Weekly figures released by the Mortgage Bankers Association showed that the Market Composite Index, which is a measure of mortgage loan application volume, increased by 5.2% in the week ending 4th October. In the week ending 27th September, the Market Composite Index had risen by 8.1%.
The Refinance Index increased by 10% in the week ending 4th October, leaving the index up by 163% from the previous year. The Index had jumped by 14% in the week ending 27th September.
The share of refinance mortgage activity increased from 58.0% to 60.4%, following on from a rise from 54.9% to 58.0% in the week prior.
According to the MBA, yields fell sharply in the week as a result of weaker service sector data that raised yet more red flags. In September, weakness in private sector growth was no longer confined to the manufacturing sector. The surveys revealed that service sector growth was also beginning to wane.

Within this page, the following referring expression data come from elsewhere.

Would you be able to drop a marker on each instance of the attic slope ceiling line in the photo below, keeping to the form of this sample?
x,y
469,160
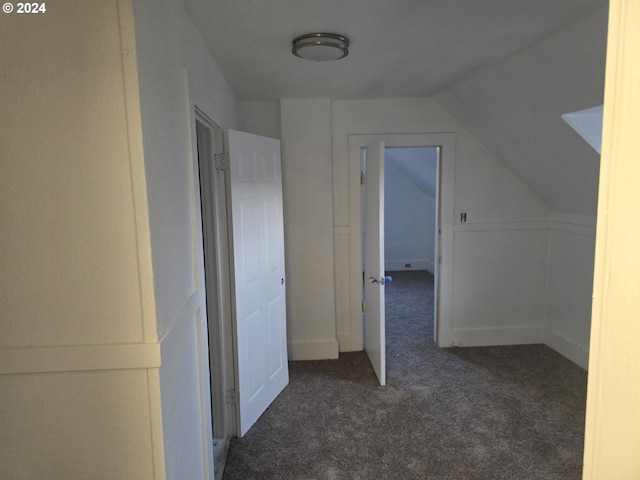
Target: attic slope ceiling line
x,y
405,48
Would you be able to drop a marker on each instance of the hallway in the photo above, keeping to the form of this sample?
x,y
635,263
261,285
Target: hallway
x,y
512,412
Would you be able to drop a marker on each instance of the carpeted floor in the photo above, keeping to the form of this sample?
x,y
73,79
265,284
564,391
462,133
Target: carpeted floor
x,y
511,412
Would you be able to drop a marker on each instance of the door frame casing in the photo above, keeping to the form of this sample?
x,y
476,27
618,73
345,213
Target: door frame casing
x,y
445,212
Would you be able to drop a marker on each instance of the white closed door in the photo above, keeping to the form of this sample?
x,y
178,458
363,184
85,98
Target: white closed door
x,y
255,183
374,335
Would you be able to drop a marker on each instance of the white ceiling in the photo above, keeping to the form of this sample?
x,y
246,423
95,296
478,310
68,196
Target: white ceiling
x,y
399,48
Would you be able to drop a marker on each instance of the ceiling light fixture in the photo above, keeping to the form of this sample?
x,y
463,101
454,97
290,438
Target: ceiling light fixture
x,y
320,47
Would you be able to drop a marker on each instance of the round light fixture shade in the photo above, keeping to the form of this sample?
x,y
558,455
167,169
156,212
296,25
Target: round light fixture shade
x,y
320,47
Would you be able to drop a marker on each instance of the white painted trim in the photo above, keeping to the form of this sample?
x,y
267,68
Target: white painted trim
x,y
79,358
313,350
612,425
567,347
399,265
499,226
487,336
574,219
137,167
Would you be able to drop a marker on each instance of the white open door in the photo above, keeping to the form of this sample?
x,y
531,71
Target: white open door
x,y
255,185
374,336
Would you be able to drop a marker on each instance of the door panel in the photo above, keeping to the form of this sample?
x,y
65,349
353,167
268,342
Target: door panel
x,y
258,256
374,334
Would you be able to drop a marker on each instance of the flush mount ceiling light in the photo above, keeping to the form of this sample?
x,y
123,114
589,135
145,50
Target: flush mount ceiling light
x,y
320,47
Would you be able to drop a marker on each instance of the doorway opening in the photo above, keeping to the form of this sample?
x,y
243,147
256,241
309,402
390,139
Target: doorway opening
x,y
216,276
442,148
411,177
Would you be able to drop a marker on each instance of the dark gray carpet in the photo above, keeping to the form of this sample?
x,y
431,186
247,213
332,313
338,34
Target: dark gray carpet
x,y
511,412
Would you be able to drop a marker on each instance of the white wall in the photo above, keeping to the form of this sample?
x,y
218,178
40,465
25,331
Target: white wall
x,y
79,364
308,225
410,203
176,74
612,425
569,285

A resulting flight to safety led to a drop in mortgage rates across the board, leaving 30-year fixed rates at their lowest level in a month.
For the week ahead
It’s a busier week on the economic data front.
Economic data includes NY and Philly manufacturing figures on Tuesday and Thursday and retail sales figures on Wednesday.
From the housing sector, building approvals and housing starts are also due out.
While we can expect the stats to influence, geopolitics will continue to be in focus. Progress on trade talks between the U.S and China and Brexit would support yields, which could lead to a pickup in rates.
The stats would need to support, however, with retails sales and the Philly FED Manufacturing Index the key drivers.
From elsewhere, trade data out of China will also impact yields at the start of the week.